It was probably some unicorn animal which is referred to in the General History of China, called the Tong Kien Kang Mu (vide Père de Mailla’s translation), as having been presented to the Emperor Yung Loh of the Ming dynasty, in A.D. 1415, by envoys from Bengal. De Mailla says it was called a Ki-Lin by the Chinese out of flattery.

Again, the same History says that in the succeeding year the kingdom of Malin sent as tribute a Ki-Lin similar to that from Bengal.

The Ki-Rin, a Japanese version of the Ki-Lin, is simply borrowed from Chinese sources. It is figured in the illustrated edition of the great Japanese Encyclopædia Kasira gaki zou vo Sin mou dzu wi tai sei,[303] and represented, as in the Chinese drawings, as covered with scales; but it must be noted that nothing in any of the texts of either country warrants this furniture of the body.[304]
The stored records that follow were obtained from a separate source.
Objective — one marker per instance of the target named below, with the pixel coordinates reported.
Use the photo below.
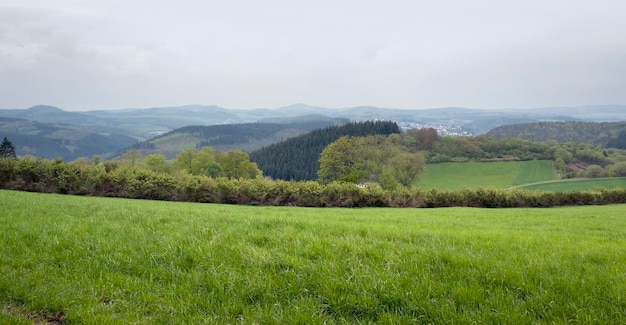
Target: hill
(298, 158)
(50, 140)
(606, 134)
(146, 121)
(247, 137)
(472, 175)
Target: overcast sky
(106, 54)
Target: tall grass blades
(88, 260)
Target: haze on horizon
(104, 54)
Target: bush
(40, 175)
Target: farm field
(453, 176)
(89, 260)
(573, 185)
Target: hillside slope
(48, 140)
(247, 137)
(298, 158)
(603, 133)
The same encyclopædia figures another unicorn beast under the name of the Kai Tsi, and describes it as being an animal of foreign countries, resembling a lion, and having a single horn. It is also called the Sin You or divine sheep. It is able to distinguish between right and wrong. When Kau You exercised criminal jurisdiction, he handed over those whose crime was doubtful to the Kai Tsu, and it is said that this animal destroyed the guilty and spared the innocent.

This is described in the Chinese work Yuen Kien Léi Han,[305] under the name of the Hiai Chai, and similar powers of discrimination are there attributed to it.

Fig. 84.—The Sz, or Malayan Rhinoceros.
(From the ’Rh Ya.)

A synonym for it was the Chiai Tung. It states that, according to the Si Yang Y Shu, a one-horned spiritual lamb was born in the Ping Shen district, and in the twenty-first year of Kai Yuen. The horn was fleshy, and the top of the head covered with white hair. The second chapter on the same subject says that, in ancient times, if parties were at law, the judge brought this animal out, and it would gore at the guilty one.

The Kioh Twan is yet another unicorn animal described in the Yuen Kien Léi Han,[306] which is said to have the appearance of a deer with the tail of a horse, but to be of a greenish colour, with one horn above the nose, and to be capable of traversing eighteen thousand li in one day.

The Li Kau Sing Sha Shao says that the Emperor Yuen Ti Su sent his ambassadors to the western part of India, who procured animals several tens of feet in height,[307] unicorn, like the rhinoceros. The rumour went that these were inauspicious for the Emperor, and they were immediately returned.